To really understand whether the model is performing well for all the age ranges, it is essential to evaluate each range distinctly. For example, before training the model, evaluation datasets could be extracted for each of the distinct ranges whilst still maintaining a good distribution of data for training. This would then allow for separate evaluation of each of the age ranges. By carrying out the evaluation stage this way, it is easy to see how the model performs for each range which helps to quickly identify if it is systemically making wrong predictions for people of a particular age.

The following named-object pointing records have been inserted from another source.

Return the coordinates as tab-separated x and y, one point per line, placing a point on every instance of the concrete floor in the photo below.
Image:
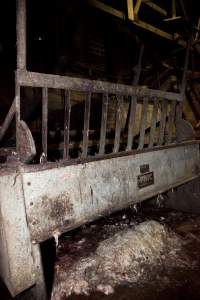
168	284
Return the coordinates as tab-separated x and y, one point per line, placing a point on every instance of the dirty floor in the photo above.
165	284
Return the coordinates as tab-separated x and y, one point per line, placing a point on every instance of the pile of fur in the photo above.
128	256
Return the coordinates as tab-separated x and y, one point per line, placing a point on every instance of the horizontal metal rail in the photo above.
33	79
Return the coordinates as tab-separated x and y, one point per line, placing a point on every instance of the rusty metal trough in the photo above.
40	201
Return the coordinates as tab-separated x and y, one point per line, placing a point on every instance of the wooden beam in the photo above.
107	8
155	7
130	10
137	6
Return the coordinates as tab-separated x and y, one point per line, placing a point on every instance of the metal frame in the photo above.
26	78
42	201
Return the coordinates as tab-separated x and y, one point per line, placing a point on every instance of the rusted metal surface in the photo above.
118	124
131	125
104	116
153	123
16	262
27	148
67	113
171	122
63	198
86	125
44	122
163	122
143	123
21	34
25	78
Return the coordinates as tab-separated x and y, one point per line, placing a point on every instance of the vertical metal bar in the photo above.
143	123
104	115
118	124
179	109
17	108
21	58
21	34
39	290
163	121
67	113
9	117
171	121
44	121
153	123
86	125
130	10
131	125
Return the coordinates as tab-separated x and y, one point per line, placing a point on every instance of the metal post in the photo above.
21	58
179	109
21	34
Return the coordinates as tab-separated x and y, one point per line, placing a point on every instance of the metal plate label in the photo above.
146	179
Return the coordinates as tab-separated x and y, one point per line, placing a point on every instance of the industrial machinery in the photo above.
39	201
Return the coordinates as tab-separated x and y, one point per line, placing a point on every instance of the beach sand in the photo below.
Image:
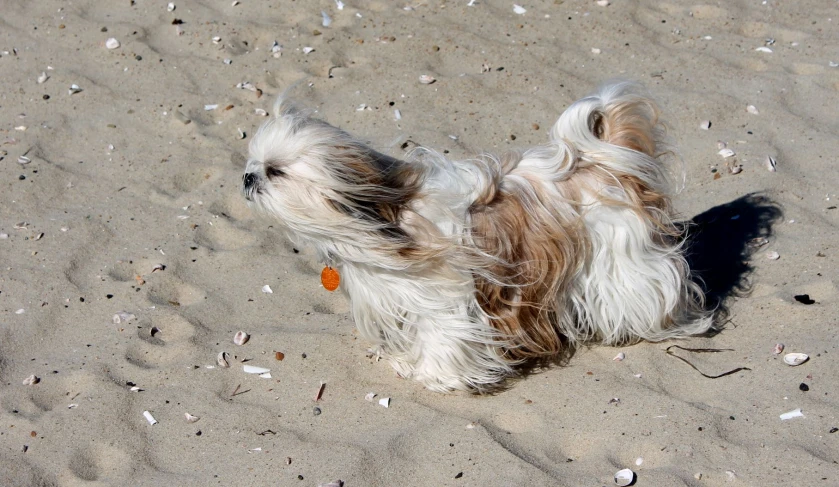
135	170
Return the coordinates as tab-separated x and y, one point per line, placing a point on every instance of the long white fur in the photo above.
424	315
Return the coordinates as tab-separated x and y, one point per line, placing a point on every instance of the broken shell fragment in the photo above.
794	359
241	338
149	418
795	413
222	360
624	477
427	79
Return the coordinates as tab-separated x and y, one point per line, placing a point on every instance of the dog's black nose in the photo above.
249	179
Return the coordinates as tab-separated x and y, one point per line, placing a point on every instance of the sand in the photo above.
134	170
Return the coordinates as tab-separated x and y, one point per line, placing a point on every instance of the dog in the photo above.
461	271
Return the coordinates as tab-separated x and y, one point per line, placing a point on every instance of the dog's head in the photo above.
325	186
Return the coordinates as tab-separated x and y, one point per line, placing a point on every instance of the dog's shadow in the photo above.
719	244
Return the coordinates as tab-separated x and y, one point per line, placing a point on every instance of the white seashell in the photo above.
241	338
149	418
624	477
252	369
221	360
122	317
796	358
795	413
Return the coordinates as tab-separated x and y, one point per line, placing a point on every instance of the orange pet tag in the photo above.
329	278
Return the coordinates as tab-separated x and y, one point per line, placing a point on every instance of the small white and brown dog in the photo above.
461	270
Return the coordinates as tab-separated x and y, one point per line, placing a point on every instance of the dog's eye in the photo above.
274	172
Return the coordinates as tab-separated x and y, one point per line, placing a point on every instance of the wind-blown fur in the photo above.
460	270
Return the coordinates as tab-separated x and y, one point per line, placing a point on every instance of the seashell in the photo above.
122	316
795	413
252	369
221	360
794	359
149	418
624	477
241	338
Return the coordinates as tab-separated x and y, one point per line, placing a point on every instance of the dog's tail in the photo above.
611	127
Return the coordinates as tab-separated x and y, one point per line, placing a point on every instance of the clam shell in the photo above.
222	360
241	338
794	359
624	477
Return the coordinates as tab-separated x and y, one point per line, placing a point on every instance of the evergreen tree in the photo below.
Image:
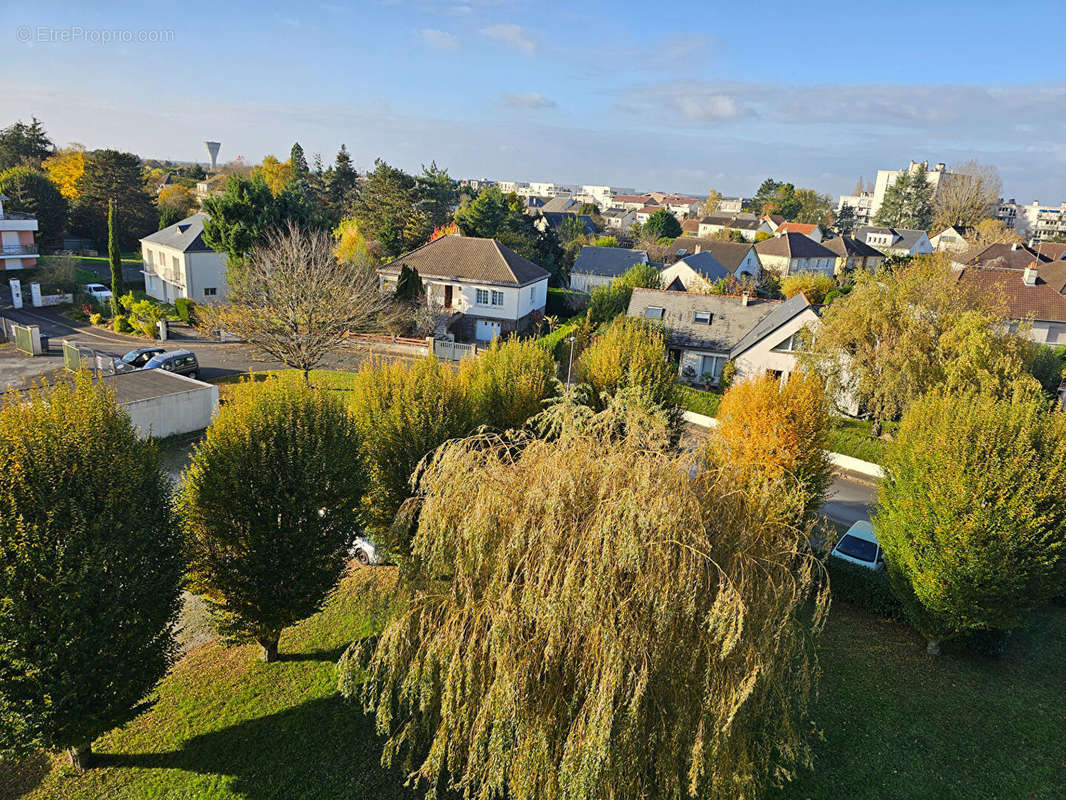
297	161
115	258
90	570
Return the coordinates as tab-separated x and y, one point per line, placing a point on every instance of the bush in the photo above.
186	308
870	590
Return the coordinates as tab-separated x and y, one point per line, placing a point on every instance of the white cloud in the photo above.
439	40
511	34
529	100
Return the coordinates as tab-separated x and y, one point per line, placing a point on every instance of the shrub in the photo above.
271	502
186	308
90	569
971	512
870	590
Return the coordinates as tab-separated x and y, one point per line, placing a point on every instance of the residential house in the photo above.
708	331
618	219
787	254
853	254
813	232
954	239
491	289
709	262
17	246
177	262
1001	255
600	266
1035	296
894	241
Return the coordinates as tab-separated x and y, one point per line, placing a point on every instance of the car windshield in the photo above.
859	548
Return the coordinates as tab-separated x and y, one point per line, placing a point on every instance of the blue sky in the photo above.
678	96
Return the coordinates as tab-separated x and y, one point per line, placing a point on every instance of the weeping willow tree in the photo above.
584	620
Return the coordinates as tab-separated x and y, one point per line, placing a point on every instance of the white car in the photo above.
98	291
859	546
365	553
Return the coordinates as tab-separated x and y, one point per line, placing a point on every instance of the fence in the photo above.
453	350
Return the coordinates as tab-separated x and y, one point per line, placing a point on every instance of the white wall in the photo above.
178	413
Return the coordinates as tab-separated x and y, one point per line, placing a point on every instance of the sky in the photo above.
674	96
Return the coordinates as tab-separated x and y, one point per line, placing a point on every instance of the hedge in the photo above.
870	590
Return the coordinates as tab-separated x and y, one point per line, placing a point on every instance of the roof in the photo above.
468	258
1002	255
730	319
610	261
1037	302
848	246
781	314
186	235
793	245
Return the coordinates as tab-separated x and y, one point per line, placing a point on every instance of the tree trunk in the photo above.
269	650
81	756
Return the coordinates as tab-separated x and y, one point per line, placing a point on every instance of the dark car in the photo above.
136	358
179	362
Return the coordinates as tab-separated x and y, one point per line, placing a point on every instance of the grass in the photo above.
853	437
699	401
892	721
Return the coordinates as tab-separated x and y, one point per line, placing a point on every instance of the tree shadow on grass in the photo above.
324	748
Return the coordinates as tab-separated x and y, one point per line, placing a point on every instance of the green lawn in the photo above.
893	722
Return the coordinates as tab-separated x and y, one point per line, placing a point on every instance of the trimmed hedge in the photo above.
870	590
698	401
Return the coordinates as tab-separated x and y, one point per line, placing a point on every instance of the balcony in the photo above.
17	251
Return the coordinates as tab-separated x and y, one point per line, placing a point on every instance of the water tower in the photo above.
212	150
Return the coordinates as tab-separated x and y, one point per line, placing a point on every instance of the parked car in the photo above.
99	292
859	546
365	553
136	358
179	362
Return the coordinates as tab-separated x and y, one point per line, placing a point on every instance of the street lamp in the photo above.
569	366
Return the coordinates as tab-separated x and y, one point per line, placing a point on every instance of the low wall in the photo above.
839	461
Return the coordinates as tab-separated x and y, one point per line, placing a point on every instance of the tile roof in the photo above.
846	246
608	261
793	245
730	319
1040	302
186	235
468	258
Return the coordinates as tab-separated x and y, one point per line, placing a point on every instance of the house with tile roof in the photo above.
489	288
787	254
853	254
177	262
600	266
705	332
1035	296
894	241
710	261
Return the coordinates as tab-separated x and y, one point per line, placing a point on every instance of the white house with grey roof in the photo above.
705	332
176	262
600	266
491	289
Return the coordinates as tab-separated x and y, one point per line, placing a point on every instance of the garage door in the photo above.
486	331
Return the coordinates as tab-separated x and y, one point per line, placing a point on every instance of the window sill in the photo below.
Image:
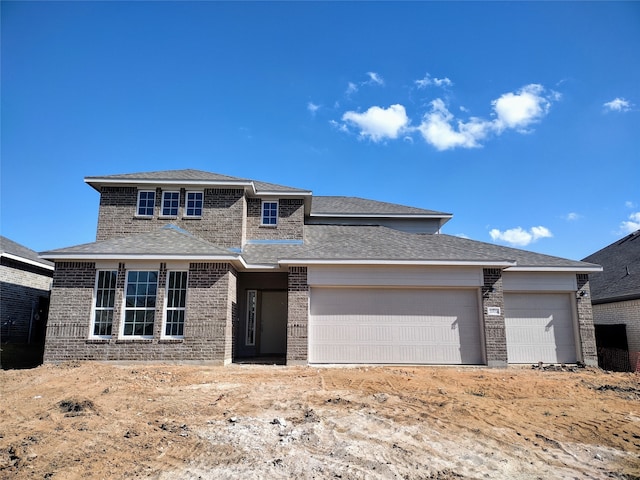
134	340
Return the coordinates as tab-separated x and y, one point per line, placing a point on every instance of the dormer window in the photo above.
170	202
194	204
146	203
269	213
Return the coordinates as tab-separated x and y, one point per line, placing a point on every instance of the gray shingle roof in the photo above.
374	243
165	241
620	278
190	175
17	250
361	206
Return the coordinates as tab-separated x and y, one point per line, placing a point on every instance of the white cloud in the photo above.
436	129
520	237
631	225
618	105
375	78
379	123
512	110
429	80
519	110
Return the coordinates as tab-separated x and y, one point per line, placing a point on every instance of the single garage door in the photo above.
539	328
378	325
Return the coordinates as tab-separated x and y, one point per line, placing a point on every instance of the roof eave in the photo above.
450	263
27	261
548	268
382	215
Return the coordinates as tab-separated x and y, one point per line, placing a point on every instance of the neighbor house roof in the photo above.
193	178
15	251
355	206
620	277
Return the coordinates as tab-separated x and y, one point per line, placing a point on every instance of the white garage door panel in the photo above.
372	325
539	328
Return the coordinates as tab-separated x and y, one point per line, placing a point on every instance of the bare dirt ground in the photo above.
92	420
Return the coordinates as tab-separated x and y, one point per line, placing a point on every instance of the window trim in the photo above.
186	203
95	308
251	318
125	309
166	308
145	215
263	216
162	207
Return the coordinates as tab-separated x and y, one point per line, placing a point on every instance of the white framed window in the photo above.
146	203
175	304
170	204
193	207
140	303
252	309
269	213
104	301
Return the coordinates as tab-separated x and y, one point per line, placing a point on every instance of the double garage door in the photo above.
434	326
405	326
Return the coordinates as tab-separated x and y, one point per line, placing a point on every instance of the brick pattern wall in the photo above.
585	322
21	288
210	311
290	220
494	327
298	316
628	313
222	221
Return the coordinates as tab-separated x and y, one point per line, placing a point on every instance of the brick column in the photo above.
586	330
298	317
494	328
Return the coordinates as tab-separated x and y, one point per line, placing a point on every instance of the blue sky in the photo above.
521	119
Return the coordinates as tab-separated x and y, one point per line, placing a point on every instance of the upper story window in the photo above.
140	303
269	213
170	203
194	204
105	297
146	202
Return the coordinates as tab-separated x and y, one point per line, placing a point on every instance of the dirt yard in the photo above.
91	420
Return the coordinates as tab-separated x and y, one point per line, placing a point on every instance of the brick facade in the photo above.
298	316
628	313
222	222
586	332
210	313
23	291
495	335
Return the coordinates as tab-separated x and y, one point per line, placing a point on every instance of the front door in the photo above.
273	323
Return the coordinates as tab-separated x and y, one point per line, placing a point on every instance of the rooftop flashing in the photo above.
274	242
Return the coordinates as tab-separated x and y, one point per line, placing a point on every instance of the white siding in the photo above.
378	325
540	328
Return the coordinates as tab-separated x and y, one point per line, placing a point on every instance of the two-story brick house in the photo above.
192	266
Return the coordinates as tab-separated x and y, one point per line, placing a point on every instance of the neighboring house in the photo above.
615	296
25	284
192	266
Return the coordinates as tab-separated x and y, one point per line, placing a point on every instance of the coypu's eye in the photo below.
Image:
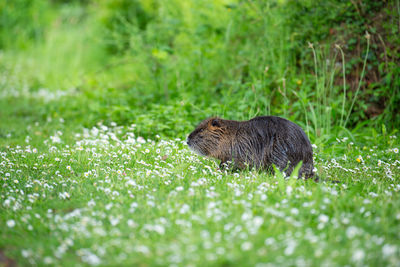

To use ML responsibly, understanding bias is key
Bias can cause real problems within Machine Learning; it is crucially important that steps are taken to avoid it wherever possible. The ramifications of using an unfair model can range anywhere from poor business decisions being made due to missed opportunities or incorrect predictions, all the way to breaches of law if it is determined that the ML model is discriminatory towards protected characteristics of individuals or groups.
There are ways to reduce the risk of, and subsequently detect bias in models which should aid in preventing an unfair model making its way into use. A thorough understanding of the types of bias that may occur and what steps can be taken to mitigate them is essential.
Machine Learning models are incredibly powerful tools for optimising processes and providing insights into your data – however, if trained with unrepresentative data, they can do more harm than good. As the saying goes: garbage in, garbage out!